BACKGROUND: Netflix reported Q2 EPS of 6c, versus the consensus outlook of 4c. Its Q2 subscriber totals and its Q3 subscriber guidance both came in above the consensus outlook.
BULLISH TAKE: Cowen analyst John Blackledge hiked his price target on Netflix to $150 from $109, calling the company's results "stellar." Netflix's subscriber metrics beat expectations by a large amount, according to Blackledge, who now predicts that the company will have 70M U.S. subscribers and about 104M international subscribers in 2020. FBR Capital analyst Barton Crockett increased his target on Netflix to $142 from $129, saying that the company's growth has been stronger than FBR anticipated while its costs are dropping. Crockett added that the firm's surveys indicate consumers like Netflix as much or more than pay TV, supporting the idea that the company's subscriber metrics and pricing should increase.
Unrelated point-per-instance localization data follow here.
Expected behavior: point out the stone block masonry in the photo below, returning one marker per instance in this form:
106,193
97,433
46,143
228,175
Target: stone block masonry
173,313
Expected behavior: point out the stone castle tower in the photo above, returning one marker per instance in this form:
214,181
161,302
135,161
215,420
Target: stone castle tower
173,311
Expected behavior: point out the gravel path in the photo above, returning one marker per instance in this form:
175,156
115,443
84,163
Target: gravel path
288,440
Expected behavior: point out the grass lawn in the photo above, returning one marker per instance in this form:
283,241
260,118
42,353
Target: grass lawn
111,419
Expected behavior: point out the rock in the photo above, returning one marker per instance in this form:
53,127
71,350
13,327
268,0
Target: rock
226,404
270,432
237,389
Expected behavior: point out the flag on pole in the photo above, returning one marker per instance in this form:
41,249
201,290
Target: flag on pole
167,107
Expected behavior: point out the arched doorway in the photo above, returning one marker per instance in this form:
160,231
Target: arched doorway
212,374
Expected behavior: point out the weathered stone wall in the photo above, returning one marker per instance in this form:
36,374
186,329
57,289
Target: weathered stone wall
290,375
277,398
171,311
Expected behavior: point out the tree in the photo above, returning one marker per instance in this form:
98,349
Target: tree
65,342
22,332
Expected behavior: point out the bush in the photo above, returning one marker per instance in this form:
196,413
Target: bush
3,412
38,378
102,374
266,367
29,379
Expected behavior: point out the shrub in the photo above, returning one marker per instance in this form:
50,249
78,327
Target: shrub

BEARISH TAKE: Bernstein analyst Carlos Kirjner continues to believe that Netflix's long-term U.S. subscriber guidance of 60M-90M is unrealistic. In order to achieve the midpoint of that range by 2020, about 90% of U.S. consumers with high speed Internet capability would have to sign up for the service, Kirjner believes. Such an outcome is "extremely unlikely" and Netflix's U.S. subscriber base probably won't exceed 58M over the next five years, said Kirjner, who additionally thinks the company's overseas margins are unlikely to reach the levels it enjoys at home given more intense competition abroad. The analyst kept a $62 price target and Underperform rating on Netflix shares.
WHAT'S NOTABLE: In other Netflix news, the company was granted a motion of summary judgment invalidating all five of the remaining Rovi (ROVI) patents that were being contested. JPMorgan analyst Sterling Auty predicted Rovi shares would sell off on the news as investors consider how the ruling impacts the company's upcoming contract renewals with Comcast (CMCSA), Time Warner Cable (TWC), DirecTV (DTV) and DISH (DISH), adding that the "big 4" choosing to litigate against Rovi is "certainly a possibility." Piper Jaffray analyst Michael Olson, conversely, said the court outcome, while unfavorable for Rovi, was expected and is immaterial to his estimates.
PRICE ACTION: In early trading, Netflix rose 12.8% to $110.73. Earlier in the session, the stock hit a split-adjusted all-time high of $111.10 per share. Meanwhile, Rovi fell 20% to $14 per share.